Coca-Cola, Nestea Venture May Change

With Nestea ice teas steadily losing market share in the fast-growing ready-to-drink tea category, Coca-Cola Co. and Nestle are reported to be in talks to restructure their partnership, according to a report by Beverage Digest.

Multiple industry sources said Coke and Nestle are discussing the future of Beverage Partners Worldwide, which markets Nestea iced teas and coffees worldwide.

"As part of our ongoing relationship, we are continuously in discussions with Nestle to look for ways to enhance our partnership and maximize growth opportunities within these important beverage categories," said Crystal Walker, a Coke spokeswoman.

Ready-to-drink teas and coffees account for less than 5 percent of Coke's total global volume. In the U.S., Nestea sales fell 16.4 percent in the first quarter, according to Beverage Digest data. However, sales of all bottled teas were up 28.4 percent during the same period, the industry newsletter said.

Nestea ranks fourth in the iced tea category, which is led by privately-held Arizona Beverage Co.'s Arizona Ice Tea.

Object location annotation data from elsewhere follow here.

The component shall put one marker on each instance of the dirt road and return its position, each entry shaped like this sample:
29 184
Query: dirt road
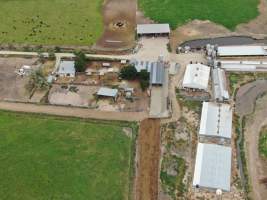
256 166
73 112
148 155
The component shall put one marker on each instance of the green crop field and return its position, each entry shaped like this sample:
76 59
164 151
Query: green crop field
44 157
229 13
50 22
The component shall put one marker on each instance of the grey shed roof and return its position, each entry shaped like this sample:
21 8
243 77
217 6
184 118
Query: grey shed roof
108 92
66 67
153 28
157 73
213 167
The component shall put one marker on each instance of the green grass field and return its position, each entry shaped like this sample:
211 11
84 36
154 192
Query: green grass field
45 157
177 12
50 22
263 142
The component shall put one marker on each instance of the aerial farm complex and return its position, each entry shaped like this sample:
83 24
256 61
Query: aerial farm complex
133 100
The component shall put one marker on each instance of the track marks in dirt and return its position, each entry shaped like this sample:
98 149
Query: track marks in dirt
148 151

Under the current partnership, Coke faces restrictions in introducing coffee and tea products outside of the venture. However, the Atlanta-based beverage company is making moves to broaden its noncarbonated product offerings. For example, the company's North American unit is working with Campbell Soup Co. to bring Godiva Belgian Blends to market next month. The launch, however, is complicated by Coke's inability to call the product a coffee, Morgan Stanley analyst Bill Pecoriello said in a recent research note.

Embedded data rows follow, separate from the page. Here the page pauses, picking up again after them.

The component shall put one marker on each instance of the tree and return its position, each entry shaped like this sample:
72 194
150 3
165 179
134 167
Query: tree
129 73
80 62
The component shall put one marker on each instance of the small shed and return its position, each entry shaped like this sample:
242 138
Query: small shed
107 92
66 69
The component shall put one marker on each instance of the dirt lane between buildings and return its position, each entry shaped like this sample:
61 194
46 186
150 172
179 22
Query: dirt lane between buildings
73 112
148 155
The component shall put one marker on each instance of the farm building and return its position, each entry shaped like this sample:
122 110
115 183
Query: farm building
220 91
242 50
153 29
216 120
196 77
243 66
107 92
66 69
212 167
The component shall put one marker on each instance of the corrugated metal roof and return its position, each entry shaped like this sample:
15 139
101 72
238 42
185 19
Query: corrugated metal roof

The Nestea partnership also has been slow to move into fast-growing areas of the category such as green and white teas, Pecoriello said. Coke will be restaging the Nestea brand this summer with four new products, including green teas. However, rivals have already brought green tea-based products to market.

The Coke-Nestle partnership also will launch Gold Peak, a premium tea, next month, a Coke spokesman said.

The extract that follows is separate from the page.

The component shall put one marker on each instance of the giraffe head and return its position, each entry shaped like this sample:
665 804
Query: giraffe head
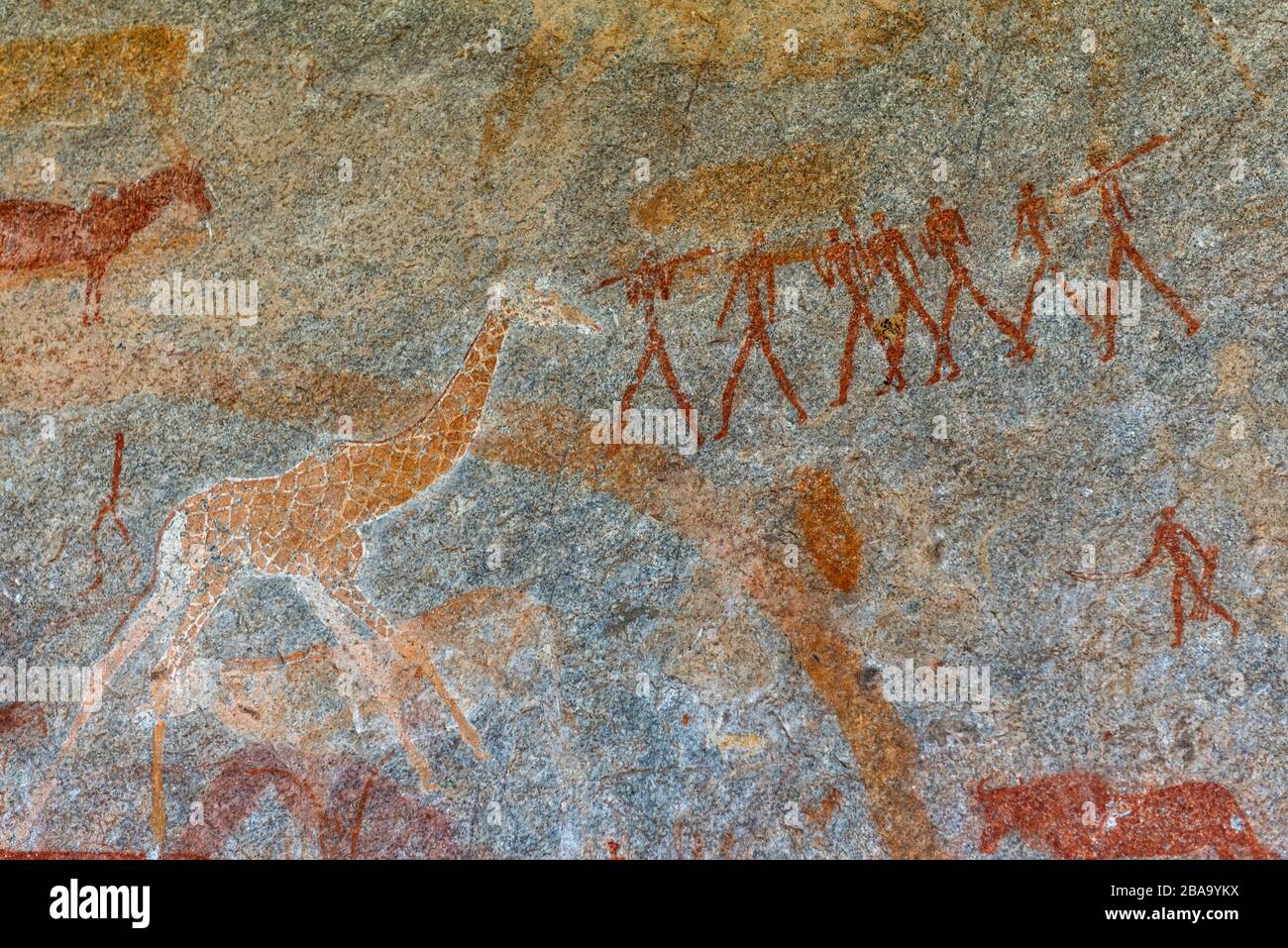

Still, the venture is facing growing pressure. Pecoriello said there are questions about whether Coke and Nestle will go it alone in the U.S. In one potential scenario, Nestle could take back the Nestea rights with Coke introducing its own brands in the U.S., he said in the note. He added that outside the U.S., the venture could continue to operate in its current form.

According to the Beverage Digest report, one source said the ultimate form of the new relationship is still being discussed. These talks could include the role of ready-to-drink coffees. Coke has been unable to create a coffee brand to compete with Starbucks Frappucino and Starbucks DoubleShot, which dominate the category. The Starbucks drinks are marketed by the North American Coffee Partnership, a venture of Starbucks Coffee Co. of Seattle, and PepsiCo Inc. of Purchase, N.Y.

Frustrated by a lack of beverage options in the bottled coffee category, some Coke bottlers have begun exploring ways to enter the segment on their own. Coca-Cola Bottling Co. Consolidated of Charlotte, N.C., has formed a new unit, ByB Brands Inc., to market drinks such as Cinnabon coffee in North America. Cinnabon is currently being sold in Coke Consolidated's territory, but the bottler is looking into distribution deals to market the product nationally.

Separately, Coke Consolidated, which sells Coke products in parts of 11 states in the southeastern U.S., may have purchased another noncarbonated beverage brand from Brain-Twist, according to Beverage Digest. Coke Consolidated has already purchased Cinnabon and Defense, a vitamin- and mineral-supplement drink, from the New York-based company.

Coke Consolidated spokesman Lauren Steele would neither confirm nor deny the report. "We are clearly looking at things," Steele said.